Según Ripley, la técnica del “looping” o bucle consiste en escuchar activamente para comprender la perspectiva del otro, sin necesariamente llegar a un acuerdo, pero demostrando genuino interés. Esta práctica reduce la hostilidad y abre espacios para descubrir la verdadera raíz de los conflictos, que muchas veces está relacionada con necesidades humanas básicas como el respeto, el reconocimiento, el cuidado y el manejo del estrés. Fomentar la escucha profunda y el reconocimiento del “subtexto” que acompaña nuestras disputas es fundamental para desactivar la permanente escalada y evitar que las confrontaciones causen más daño del que pretenden remediar. Además, debemos entender que el conflicto no es algo que debe evitarse por completo; al contrario, es un componente natural y necesario para la convivencia democrática. El conflicto saludable genera energía, creatividad y compromiso.
Lo peligroso es el conflicto tóxico que nos atrapa y nos impide ser curiosos y abiertos a la diversidad y a la complejidad de la realidad. Para cultivar un conflicto saludable necesitamos recuperar la confianza social construida a partir de interacciones positivas que superen en proporción a las negativas, generando un colchón de buena voluntad. Como señala la investigación en relaciones interpersonales, la proporción mágica es de cinco interacciones positivas por cada negativa. Ese equilibrio puede ser aplicado también en bandas sociales más amplias y en espacios comunitarios. El fortalecimiento del tejido social, la educación para la gestión de emociones y la promoción de espacios en los que convivan distintas perspectivas con respeto son instrumentos fundamentales para construir resiliencia social y reconstruir democracias debilitadas.
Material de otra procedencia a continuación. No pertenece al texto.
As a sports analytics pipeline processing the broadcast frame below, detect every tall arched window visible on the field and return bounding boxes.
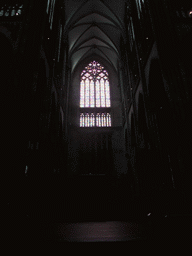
[80,61,111,127]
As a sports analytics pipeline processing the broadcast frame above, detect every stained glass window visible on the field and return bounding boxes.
[80,113,111,127]
[80,61,111,108]
[80,61,111,127]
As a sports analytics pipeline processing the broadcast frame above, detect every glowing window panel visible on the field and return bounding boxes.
[105,80,111,108]
[89,115,93,127]
[100,79,105,107]
[96,114,99,127]
[103,114,106,127]
[85,79,89,107]
[99,115,101,127]
[90,80,95,108]
[96,81,101,108]
[80,114,84,127]
[107,113,111,127]
[80,61,111,127]
[85,115,88,127]
[87,114,89,127]
[80,81,85,108]
[101,114,105,127]
[93,115,95,126]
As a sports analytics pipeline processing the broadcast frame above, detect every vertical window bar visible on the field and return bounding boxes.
[82,114,85,127]
[80,80,85,108]
[50,0,55,30]
[89,114,93,127]
[96,114,99,127]
[87,114,89,127]
[80,114,83,127]
[90,80,95,108]
[100,78,105,107]
[96,80,100,108]
[103,114,106,127]
[99,114,101,127]
[107,114,109,127]
[109,114,111,127]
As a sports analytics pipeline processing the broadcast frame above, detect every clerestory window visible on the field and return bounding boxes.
[80,61,111,127]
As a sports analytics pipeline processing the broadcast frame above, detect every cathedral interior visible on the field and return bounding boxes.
[0,0,192,242]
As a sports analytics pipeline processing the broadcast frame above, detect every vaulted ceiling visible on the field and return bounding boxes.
[64,0,129,72]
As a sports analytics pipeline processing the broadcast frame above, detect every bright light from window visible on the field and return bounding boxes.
[80,61,111,127]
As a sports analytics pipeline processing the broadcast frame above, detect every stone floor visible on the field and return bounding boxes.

Por otro lado, la gestión de crisis demanda un conocimiento profundo de cómo reaccionamos los humanos ante situaciones extremas. Contrario a lo que muestra la ficción, no todas las personas entran en pánico o actúan con irracionalidad; muchas razonan con deliberación, cooperan y encuentran formas creativas de superar el peligro. Sin embargo, es común observar respuestas como el sesgo de normalidad, en el que las personas tienden a minimizar la gravedad de una situación y demoran en actuar, lo que puede costar vidas en contextos de emergencia. La preparación, el entrenamiento y la familiarización previa con posibles escenarios de riesgo fortalecen el “músculo” de la esperanza y la agencia individual y colectiva, que son imprescindibles para actuar con eficacia en crisis. Por último, en cuanto al consumo de noticias, es fundamental replantear los modelos periodísticos y de comunicación, dándoles un enfoque más humano que incorpore el respeto por la dignidad, la inclusión de narrativas que aporten esperanza y la promoción de la agencia ciudadana.